Bahija Simou: Permettez-moi de préciser de prime abord qu’il ne s’agit ni de courage ni d’une prise de position polémique, mais plutôt d’une étude scientifique étayée sur la consultation de divers documents qui m’ont paru, en tant qu’historienne, établir d’une manière irréfutable la marocanité du Sahara occidental et du Sahara oriental à travers l’histoire. Ces documents m’ont paru éclairants pour mettre en lumière la manière dont le colonisateur a amputé le Maroc d’un territoire qui lui revenait historiquement de plein droit. Il m’a semblé important de jeter un éclairage sur ce passé pour une meilleure compréhension de la situation présente et pour rétablir les vérités historiques à l’heure où les fausses informations sont courantes.

«J’ai constaté une prise de conscience collective et un intérêt sans précédent de nos concitoyens envers la question de l’intégrité territoriale.»

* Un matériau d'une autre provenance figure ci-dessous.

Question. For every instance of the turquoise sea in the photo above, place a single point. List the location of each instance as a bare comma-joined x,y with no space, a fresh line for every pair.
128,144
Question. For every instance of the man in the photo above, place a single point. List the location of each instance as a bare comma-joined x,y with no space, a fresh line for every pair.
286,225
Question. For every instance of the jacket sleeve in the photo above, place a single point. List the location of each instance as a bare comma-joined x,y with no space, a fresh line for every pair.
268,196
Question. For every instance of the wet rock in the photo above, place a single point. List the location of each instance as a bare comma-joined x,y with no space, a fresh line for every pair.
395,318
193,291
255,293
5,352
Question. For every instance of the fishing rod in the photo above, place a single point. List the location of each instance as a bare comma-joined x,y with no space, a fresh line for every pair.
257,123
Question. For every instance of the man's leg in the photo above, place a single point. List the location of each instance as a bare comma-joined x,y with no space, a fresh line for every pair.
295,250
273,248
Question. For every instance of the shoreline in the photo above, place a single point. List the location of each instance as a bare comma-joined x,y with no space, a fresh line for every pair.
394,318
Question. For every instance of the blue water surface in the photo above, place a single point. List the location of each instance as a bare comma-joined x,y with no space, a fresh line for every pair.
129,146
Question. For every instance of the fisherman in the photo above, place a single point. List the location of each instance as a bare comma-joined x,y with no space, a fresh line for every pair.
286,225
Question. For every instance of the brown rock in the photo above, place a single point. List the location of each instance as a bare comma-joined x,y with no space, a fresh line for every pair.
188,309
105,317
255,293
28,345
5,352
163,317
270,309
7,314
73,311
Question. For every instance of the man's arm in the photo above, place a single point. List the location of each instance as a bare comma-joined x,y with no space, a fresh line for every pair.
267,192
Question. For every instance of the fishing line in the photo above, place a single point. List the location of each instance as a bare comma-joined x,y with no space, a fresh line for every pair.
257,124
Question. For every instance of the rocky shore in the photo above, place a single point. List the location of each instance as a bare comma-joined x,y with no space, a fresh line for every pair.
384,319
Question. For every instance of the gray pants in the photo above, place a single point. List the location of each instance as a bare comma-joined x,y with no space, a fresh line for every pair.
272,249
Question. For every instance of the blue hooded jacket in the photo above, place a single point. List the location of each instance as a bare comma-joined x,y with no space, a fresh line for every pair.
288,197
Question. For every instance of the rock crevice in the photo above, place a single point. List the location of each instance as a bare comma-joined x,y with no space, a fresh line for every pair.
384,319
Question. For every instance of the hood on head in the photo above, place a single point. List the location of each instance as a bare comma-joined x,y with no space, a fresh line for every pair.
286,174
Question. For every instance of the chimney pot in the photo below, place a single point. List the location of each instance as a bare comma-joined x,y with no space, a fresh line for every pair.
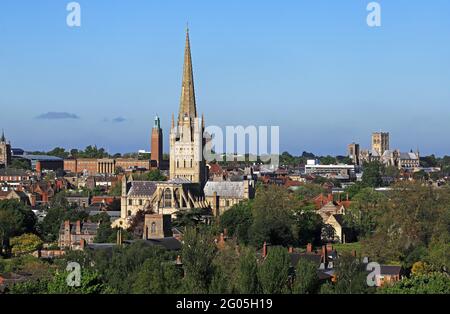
264,249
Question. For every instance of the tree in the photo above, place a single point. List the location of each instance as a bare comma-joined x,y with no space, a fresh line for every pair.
105,234
157,276
372,174
350,275
91,283
413,216
20,164
188,218
238,220
272,211
198,268
365,206
247,277
15,219
433,283
308,225
273,274
306,278
25,243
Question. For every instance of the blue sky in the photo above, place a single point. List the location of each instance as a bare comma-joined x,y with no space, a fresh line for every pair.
312,67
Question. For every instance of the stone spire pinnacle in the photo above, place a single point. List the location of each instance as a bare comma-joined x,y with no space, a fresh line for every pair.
187,102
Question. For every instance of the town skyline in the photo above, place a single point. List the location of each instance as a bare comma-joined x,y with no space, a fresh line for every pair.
107,80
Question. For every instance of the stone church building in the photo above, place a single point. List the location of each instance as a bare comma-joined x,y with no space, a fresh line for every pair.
188,171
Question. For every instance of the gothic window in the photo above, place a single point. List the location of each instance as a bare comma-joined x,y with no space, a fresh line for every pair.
167,198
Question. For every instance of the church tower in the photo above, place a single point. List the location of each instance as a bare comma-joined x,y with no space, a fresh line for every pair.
5,151
186,135
156,145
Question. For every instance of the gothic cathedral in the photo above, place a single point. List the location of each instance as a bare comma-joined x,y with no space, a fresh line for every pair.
186,135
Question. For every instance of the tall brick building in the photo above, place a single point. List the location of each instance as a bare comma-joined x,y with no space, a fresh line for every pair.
5,151
156,143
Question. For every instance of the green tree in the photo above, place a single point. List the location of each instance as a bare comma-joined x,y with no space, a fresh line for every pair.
20,164
25,243
197,266
372,174
157,276
91,283
306,278
272,210
350,275
238,220
433,283
247,277
363,211
273,274
308,226
15,219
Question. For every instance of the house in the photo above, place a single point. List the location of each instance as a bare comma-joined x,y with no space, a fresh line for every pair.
222,195
342,233
15,195
76,235
388,274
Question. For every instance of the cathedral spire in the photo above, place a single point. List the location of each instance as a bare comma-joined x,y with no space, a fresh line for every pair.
187,101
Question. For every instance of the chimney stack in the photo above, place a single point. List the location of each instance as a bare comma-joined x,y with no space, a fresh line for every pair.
324,254
221,242
119,237
329,247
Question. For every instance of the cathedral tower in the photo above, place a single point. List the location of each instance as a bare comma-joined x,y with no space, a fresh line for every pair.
5,151
186,135
156,145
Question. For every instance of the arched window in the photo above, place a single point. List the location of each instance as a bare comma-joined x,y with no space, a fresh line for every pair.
167,198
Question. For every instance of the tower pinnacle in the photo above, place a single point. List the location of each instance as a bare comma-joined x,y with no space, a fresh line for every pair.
187,102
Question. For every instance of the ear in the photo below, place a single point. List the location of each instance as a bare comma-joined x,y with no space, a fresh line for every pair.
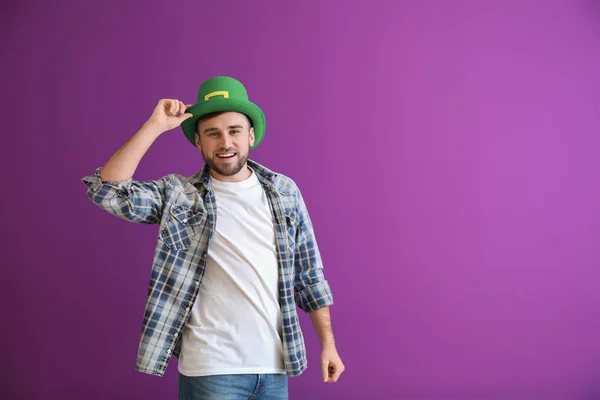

—  Bahija Simou, directrice des Archives royales

Quant à votre question concernant la réaction de la société civile, en effet, mes déclarations ont suscité un intérêt particulier dans la vie réelle et sur les réseaux sociaux, et ont fait couler beaucoup d’encre. Mais croyez-en que les félicitations et les encouragements que j’ai reçus avec beaucoup de fierté et non sans intérêt, je ne les ai pas considérés comme allant vers mon humble personne. Bien au contraire, j’ai pris ceci comme une adhésion massive à la vérité historique fondée sur la fiabilité du document. J’ai constaté une prise de conscience collective et un intérêt sans précédent de nos concitoyens envers la question de l’intégrité territoriale.

Comment la souveraineté du Royaume s’exerçait-elle sur l’ensemble de ses contrées sahariennes?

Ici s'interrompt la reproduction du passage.